Джим презрительно хмыкнул – и получил в ответ вопросительный взгляд.
– Ты не в восторге от нашего друга? Пожалуйста, не суди по внешнему виду. Может, у него прекрасная душа. Но я не думаю. Н-нет, право же, не думаю. – Он легко рассмеялся. – Знаешь, Джим, похоже, мне предстоит сегодня недурной вечер!
– Не сомневаюсь, ваша честь. Провести толстого джентльмена можно играючи.
– Вероятно. Но мне придется иметь дело не с толстым джентльменом, а, если не ошибаюсь, с властями этого очаровательного городка. Я не ошибся – паучок возвращается?
Солтер пододвинулся к окну.
– Да, сэр. И с ним еще трое.
– Вот именно. Будь любезен, подай мне табакерку. И трость. Спасибо. Я чувствую, что пришло время показаться. Пожалуйста, не забудь: я только что приехал из Франции и не спеша еду в Лондон. И держись поглупее. Да, вот так.
Джим радостно ухмыльнулся: он не напускал на себя глупого выражения, и шутка господина доставила ему немалое удовольствие. Он широким жестом распахнул дверь и проводил взглядом «сэра Энтони», жеманно засеменившего по коридору.
В кофейной комнате лондонский торговец, которого звали мистер Фадби, излагал свои обиды, перемежая рассказ многочисленными выразительными паузами и подчеркивая слова. Его слушали мэр, секретарь городского совета и приходской пристав. Всех троих вызвал мистер Чилтер, его клерк, в соответствии с приказом: мистер Фадби любил, чтобы у него было много слушателей. Вот и сейчас, несмотря на потерю своего драгоценного ящика с наличностью, он получал немалое удовольствие.
А вот мистер Хеджез, мэр, удовольствия не получал. Это был суетливый человечек, страдавший несварением желудка. Его ничуть не интересовало происшедшее, и он не понимал, чего хочет от него мистер Фадби. Его оторвали от обеда, он был голоден и, сверх всего прочего, находил мистера Фадби на редкость непривлекательным типом. Однако разбой на большой дороге был делом довольно серьезным, следовало что-то предпринимать: поэтому он слушал рассказ с притворным интересом, напустив на себя глубокомысленный вид, и в нужные моменты издавал звуки, изображающие сочувствие. И чем дольше он смотрел на мистера Фадби и слушал, тем меньше тот ему нравился.

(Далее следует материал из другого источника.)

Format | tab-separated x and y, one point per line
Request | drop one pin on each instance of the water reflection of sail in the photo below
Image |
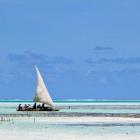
42	95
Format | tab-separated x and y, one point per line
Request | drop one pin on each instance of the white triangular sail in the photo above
42	94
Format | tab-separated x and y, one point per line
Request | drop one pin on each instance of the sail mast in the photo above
42	94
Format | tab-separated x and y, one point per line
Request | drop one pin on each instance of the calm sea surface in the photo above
71	128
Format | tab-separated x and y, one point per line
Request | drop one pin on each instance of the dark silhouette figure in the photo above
34	106
19	106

Секретарь городского совета тоже не испытывал к нему расположения. В мистере Фадби было что-то, отталкивающее, его обращение становилось особенно неприятным, если общественное положение его собеседника было ниже его собственного. Приходской же пристав вообще ни о чем не думал. Решив (совершенно справедливо), что происшедшее не имеет к нему никакого отношения, он откинулся на спинку своего стула, равнодушно разглядывая потолок.
История, которую излагал Фадби, удивительно мало напоминала истину. Этот сильно приукрашенный рассказ, в котором сам он вел себя поразительно отважно, был придуман по дороге в Льюис.

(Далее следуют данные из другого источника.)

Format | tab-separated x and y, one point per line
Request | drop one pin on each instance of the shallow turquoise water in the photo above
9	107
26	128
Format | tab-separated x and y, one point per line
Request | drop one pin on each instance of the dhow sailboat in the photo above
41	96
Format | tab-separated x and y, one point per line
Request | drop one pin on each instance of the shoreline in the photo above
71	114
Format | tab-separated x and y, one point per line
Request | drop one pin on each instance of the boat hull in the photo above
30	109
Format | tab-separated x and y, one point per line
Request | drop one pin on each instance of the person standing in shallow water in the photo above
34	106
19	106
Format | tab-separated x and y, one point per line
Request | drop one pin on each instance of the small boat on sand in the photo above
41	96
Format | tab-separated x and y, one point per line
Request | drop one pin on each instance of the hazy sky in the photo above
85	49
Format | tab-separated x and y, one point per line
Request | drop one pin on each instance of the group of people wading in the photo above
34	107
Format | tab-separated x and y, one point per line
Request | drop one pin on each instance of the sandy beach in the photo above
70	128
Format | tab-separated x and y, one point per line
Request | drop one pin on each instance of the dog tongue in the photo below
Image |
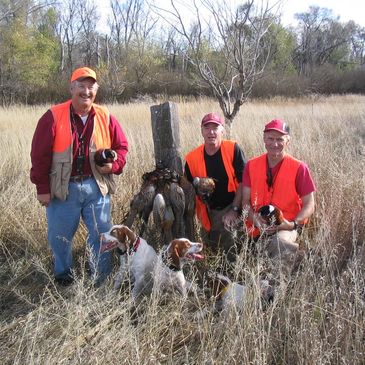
106	246
198	256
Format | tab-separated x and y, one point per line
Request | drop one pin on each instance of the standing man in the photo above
222	160
278	179
69	183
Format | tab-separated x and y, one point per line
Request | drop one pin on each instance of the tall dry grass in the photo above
317	319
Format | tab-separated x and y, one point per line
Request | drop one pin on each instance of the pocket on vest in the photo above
59	178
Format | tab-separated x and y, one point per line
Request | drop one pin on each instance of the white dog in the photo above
134	252
168	274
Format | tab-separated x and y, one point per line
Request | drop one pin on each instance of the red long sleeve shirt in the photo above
42	144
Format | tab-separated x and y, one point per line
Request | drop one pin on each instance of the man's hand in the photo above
44	199
105	169
285	226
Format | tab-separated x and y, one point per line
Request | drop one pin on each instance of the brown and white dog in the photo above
135	255
230	294
168	274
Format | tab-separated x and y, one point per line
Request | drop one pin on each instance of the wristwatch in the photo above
235	208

Он все еще разглагольствовал, когда милорд вошел в комнату. Лениво подняв монокль, Карстерз оглядел собравшихся, чуть поклонился и прошел к огню. Он уселся в кресло и больше ни на кого не обращал внимания.
Мистер Хеджез сразу же признал в нем аристократа и досадовал, что мистер Фадби говорит так громко. Но тот, обрадовавшись появлению еще одного слушателя, продолжил свой рассказ с огромным удовольствием – и еще большее громким голосом.